Kata: An Exciting Debut From Napa Valley
I knew it the moment I tasted it.
The wine in my glass was one of the most exciting new projects in Napa Valley.
What was it? Kata’s 2011 Beckstoffer Bourn Vineyard, a gorgeous, distinctive Cabernet Sauvignon/Petite
Sirah blend from a heritage site in St. Helena steeped in history.
As President of Beckstoffer Vineyards, David Beckstoffer oversees a collection of iconic Napa Valley sites that includes Missouri Hopper, Georges III, Las Piedras, Dr. Crane, To Kalon and, more recently, Bourn. Interestingly, Kata is David Beckstoffer's first wine project. Kata is a Japanese word that refers to a series of repetitive, choreographed movements used to demonstrate mastery in the martial arts, a search for excellence that is reflected in Beckstoffer's calm, measured demeanor and total attention to detail. It takes a lot of conviction to release a new, high-end wine in Napa Valley, where the competition is so intense. To do it with the 2011 vintage is gutsy, to say the least.
Winemaker Benoit Touquette, who is originally from
Bordeaux, honed his chops under several mentors,
including Michel Rolland and Andy Erickson, and currently makes the wines at
Realm, Magrez, Hartwell and a handful of other properties. Touquette has
always impressed me with his work ethic and passion for the great vineyards of
Napa Valley, so it is hardly a surprise the first vintages from Bourn are so
full of promise.
In 2010, Beckstoffer Vineyards, led by family patriarch Andy Beckstoffer, purchased a piece of Hayne Vineyard in St. Helena, a site that has informed several notable wines over the years, none more profound than Larry Turley’s Petite Sirahs. The Beckstoffers rechristened their parcel Bourn Vineyard, after the original owner William Bowers Bourn II, who made his fortune in mining during California’s Gold Rush. The entire Beckstoffer parcel can be seen in the map to the left. Note: the small green rectangle in the northeast part of the site that abuts South Crane Avenue is a new home that is currently being built by another owner.

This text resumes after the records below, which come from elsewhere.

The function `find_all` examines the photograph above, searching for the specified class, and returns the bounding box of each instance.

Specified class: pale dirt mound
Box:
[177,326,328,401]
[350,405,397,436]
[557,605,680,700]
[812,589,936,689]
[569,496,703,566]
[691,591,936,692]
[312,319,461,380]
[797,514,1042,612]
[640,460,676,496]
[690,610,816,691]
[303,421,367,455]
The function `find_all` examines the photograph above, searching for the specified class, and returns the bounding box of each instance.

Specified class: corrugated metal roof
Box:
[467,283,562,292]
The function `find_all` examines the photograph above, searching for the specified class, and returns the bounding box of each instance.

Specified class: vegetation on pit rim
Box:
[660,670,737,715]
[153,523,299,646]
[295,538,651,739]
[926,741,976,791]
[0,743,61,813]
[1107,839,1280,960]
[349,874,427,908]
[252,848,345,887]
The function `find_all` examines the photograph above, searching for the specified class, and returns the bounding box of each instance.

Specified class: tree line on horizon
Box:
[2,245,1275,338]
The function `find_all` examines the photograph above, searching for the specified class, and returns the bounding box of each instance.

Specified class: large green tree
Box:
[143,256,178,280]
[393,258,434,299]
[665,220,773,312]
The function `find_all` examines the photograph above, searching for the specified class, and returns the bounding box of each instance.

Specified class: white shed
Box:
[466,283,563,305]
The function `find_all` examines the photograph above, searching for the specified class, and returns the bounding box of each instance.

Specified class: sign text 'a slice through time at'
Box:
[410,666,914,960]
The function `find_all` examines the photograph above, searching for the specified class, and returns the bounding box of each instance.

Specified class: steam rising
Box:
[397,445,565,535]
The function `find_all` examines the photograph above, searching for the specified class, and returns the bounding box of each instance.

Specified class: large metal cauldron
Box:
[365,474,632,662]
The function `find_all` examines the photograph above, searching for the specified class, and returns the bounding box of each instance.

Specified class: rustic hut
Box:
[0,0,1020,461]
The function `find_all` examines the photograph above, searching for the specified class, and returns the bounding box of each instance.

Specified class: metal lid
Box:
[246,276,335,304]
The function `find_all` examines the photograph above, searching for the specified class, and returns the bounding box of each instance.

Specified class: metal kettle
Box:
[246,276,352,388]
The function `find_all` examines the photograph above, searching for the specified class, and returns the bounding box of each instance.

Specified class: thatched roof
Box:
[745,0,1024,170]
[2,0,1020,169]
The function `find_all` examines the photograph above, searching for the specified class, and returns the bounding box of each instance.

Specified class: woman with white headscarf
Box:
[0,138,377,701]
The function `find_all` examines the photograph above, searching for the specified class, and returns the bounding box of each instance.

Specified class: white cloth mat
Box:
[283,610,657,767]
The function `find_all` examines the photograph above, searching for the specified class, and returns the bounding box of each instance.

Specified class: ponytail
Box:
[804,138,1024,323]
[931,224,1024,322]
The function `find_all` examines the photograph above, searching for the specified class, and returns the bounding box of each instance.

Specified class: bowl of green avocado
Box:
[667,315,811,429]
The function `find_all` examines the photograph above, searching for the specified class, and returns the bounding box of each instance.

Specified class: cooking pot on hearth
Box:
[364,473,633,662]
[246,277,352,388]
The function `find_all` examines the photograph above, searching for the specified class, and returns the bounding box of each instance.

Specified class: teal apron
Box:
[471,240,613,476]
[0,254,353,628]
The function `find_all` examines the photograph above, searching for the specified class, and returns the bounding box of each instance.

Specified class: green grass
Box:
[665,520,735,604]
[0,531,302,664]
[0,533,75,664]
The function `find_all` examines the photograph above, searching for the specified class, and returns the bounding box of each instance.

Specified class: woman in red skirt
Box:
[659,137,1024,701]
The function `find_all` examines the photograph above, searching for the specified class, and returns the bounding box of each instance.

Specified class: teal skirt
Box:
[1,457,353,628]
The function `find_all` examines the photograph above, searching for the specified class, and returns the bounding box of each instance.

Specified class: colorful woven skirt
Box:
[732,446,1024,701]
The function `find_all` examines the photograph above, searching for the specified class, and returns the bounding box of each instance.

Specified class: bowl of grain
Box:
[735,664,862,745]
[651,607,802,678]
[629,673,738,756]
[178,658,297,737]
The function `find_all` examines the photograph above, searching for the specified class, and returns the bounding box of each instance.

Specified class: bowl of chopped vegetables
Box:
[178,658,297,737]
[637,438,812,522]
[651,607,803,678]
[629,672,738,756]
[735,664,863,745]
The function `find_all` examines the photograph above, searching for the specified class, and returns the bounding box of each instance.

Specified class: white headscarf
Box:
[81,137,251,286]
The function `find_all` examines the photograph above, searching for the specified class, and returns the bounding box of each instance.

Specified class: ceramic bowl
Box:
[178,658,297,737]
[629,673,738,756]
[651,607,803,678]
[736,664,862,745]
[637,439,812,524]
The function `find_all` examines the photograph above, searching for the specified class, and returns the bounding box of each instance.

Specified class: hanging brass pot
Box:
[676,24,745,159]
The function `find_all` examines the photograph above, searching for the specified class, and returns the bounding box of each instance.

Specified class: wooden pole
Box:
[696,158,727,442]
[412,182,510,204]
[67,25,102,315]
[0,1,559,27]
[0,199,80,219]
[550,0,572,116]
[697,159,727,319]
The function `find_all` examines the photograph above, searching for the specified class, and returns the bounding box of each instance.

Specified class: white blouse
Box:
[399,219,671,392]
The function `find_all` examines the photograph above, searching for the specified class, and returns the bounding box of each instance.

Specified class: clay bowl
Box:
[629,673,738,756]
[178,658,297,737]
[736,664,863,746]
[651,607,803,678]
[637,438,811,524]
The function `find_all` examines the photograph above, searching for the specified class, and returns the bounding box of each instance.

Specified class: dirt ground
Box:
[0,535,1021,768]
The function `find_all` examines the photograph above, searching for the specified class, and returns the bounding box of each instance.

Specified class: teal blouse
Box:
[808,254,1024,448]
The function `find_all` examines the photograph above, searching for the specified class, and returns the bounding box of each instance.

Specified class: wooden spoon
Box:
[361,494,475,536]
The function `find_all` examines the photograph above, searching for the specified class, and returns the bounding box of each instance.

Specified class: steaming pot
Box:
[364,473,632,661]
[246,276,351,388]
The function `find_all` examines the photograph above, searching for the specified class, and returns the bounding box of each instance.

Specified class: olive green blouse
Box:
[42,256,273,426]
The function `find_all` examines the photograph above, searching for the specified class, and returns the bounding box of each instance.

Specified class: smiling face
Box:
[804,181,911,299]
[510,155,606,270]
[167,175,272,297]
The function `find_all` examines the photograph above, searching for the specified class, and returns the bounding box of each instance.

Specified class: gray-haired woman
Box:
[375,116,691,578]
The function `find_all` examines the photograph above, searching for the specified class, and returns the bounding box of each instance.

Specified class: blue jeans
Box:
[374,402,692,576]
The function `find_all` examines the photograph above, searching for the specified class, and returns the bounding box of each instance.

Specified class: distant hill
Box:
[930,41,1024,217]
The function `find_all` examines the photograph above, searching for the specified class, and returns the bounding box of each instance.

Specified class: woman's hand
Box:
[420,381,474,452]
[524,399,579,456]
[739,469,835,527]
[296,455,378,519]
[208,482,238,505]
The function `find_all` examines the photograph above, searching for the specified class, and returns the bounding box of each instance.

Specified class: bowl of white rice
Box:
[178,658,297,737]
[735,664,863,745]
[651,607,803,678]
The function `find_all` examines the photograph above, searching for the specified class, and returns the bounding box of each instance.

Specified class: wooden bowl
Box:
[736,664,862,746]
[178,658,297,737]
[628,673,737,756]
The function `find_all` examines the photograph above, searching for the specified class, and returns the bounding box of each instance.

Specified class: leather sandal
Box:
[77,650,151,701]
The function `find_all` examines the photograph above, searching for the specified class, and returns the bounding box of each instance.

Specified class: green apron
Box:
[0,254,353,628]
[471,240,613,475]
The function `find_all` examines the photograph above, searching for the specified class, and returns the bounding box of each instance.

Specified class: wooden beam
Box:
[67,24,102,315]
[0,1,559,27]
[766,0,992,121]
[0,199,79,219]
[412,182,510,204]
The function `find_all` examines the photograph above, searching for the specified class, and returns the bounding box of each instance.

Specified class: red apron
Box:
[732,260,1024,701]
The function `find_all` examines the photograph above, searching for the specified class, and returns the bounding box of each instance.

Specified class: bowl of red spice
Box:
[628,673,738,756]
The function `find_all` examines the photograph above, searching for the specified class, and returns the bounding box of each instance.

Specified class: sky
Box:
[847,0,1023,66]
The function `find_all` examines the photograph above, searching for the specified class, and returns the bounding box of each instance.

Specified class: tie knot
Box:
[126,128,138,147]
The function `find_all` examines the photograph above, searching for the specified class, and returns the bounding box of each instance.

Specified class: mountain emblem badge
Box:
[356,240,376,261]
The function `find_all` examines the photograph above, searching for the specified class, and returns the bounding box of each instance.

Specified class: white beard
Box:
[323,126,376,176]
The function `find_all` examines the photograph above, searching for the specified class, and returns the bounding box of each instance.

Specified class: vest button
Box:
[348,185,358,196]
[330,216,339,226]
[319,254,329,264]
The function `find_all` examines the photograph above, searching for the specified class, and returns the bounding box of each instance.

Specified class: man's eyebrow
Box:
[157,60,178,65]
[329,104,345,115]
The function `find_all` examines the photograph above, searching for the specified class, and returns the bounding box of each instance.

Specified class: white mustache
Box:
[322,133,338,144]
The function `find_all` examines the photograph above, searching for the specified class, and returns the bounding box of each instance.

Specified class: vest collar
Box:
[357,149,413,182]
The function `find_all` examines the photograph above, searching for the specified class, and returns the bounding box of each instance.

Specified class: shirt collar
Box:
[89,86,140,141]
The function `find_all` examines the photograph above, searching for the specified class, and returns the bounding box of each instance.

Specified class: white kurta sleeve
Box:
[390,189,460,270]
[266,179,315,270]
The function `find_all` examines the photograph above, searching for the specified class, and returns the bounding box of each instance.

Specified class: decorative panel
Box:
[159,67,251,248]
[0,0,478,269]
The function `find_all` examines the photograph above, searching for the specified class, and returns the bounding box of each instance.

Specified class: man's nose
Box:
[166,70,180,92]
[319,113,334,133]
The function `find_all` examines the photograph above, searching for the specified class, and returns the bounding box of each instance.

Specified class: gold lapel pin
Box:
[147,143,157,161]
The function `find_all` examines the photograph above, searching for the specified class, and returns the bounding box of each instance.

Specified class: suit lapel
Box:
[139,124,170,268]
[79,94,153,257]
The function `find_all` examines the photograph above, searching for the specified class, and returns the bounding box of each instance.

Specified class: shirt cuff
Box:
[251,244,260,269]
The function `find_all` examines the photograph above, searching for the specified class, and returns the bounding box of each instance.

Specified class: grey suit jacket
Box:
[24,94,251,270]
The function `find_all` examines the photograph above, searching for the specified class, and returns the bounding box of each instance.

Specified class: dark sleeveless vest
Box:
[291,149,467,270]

In 2013 the Beckstoffers ripped out virtually all of the Petite Sirah in the vineyard and replanted with Cabernet Sauvignon, a reflection of modern-day economics in Napa Valley. The new Cabernet plantings are represented by parcel A2 on the vineyard map.
I have to say, the thought of 60+ year-old, head-trained, dry-farmed Petite Sirah planted in an iconic, heritage site being ripped out is depressing. Frankly, it is surprising historic vineyards don’t enjoy any sort of protection given the great lengths Napa Valley goes to in promoting its cultural heritage, but as the saying goes, it is what it is. Hopefully the Cabernet Sauvignon here will turn out to be epic and on a scale with the fruit the Beckstoffers produce at their two nearby vineyards Las Piedras and Dr. Crane. If it is, the reality is not too many people will care the old-vine Petite was ripped out. What is much more certain is that the Cabernet will fetch at least three times the price.
David Beckstoffer was able to convince his father to leave 10 rows of Petite untouched, which are visible in Block A1. The four parcels of Cabernet Sauvignon that make up the B Block were planted between 1998 and 2003 by the previous owner.
Head-trained, dry-farmed Petite Sirah on St. George rootstock, planted in 1950
Kata’s 2011 Beckstoffer Bourn Vineyard has been superb both times I have tasted it. A blend of about 83% Cabernet Sauvignon and 17% Petite Sirah, the 2011 Kata unfolds with layers of dark red stone fruits, spices, wild flowers, menthol, licorice and iron. Wonderfully layered and textured, the 2011 impresses for its dimensions of complexity and nuance, not to mention its considerable personality. The 2011 has shut down a bit since I first tasted it in barrel, where it was positively head-spinning. I would give the 2011 another year or two in bottle to fully come together.
The 2011 harvest started with the Petite on September 26 and ran through October 14 for the Cabernet Sauvignon. Winemaker Benoit Touquette used all of the parcels of the vineyard except for the Phelps clone Cabernet, which originates from Backus. In its inaugural vintage, the 2011 was fermented entirely in new oak. In subsequent vintages, the new oak may come down, especially for the Petite, in order to allow for more of the vibrancy of the fruit to come through. 93/Drinking window: 2015-2023.
Cabernet Sauvignon at Bourn, with the Mayacamas Mountains in the background
Kata is one of the most distinctive new releases I have tasted in Napa Valley over the last few years. Personally, I can’t wait to see what the next few years bring, but from what I have tasted, the future looks very bright for Kata and David Beckstoffer.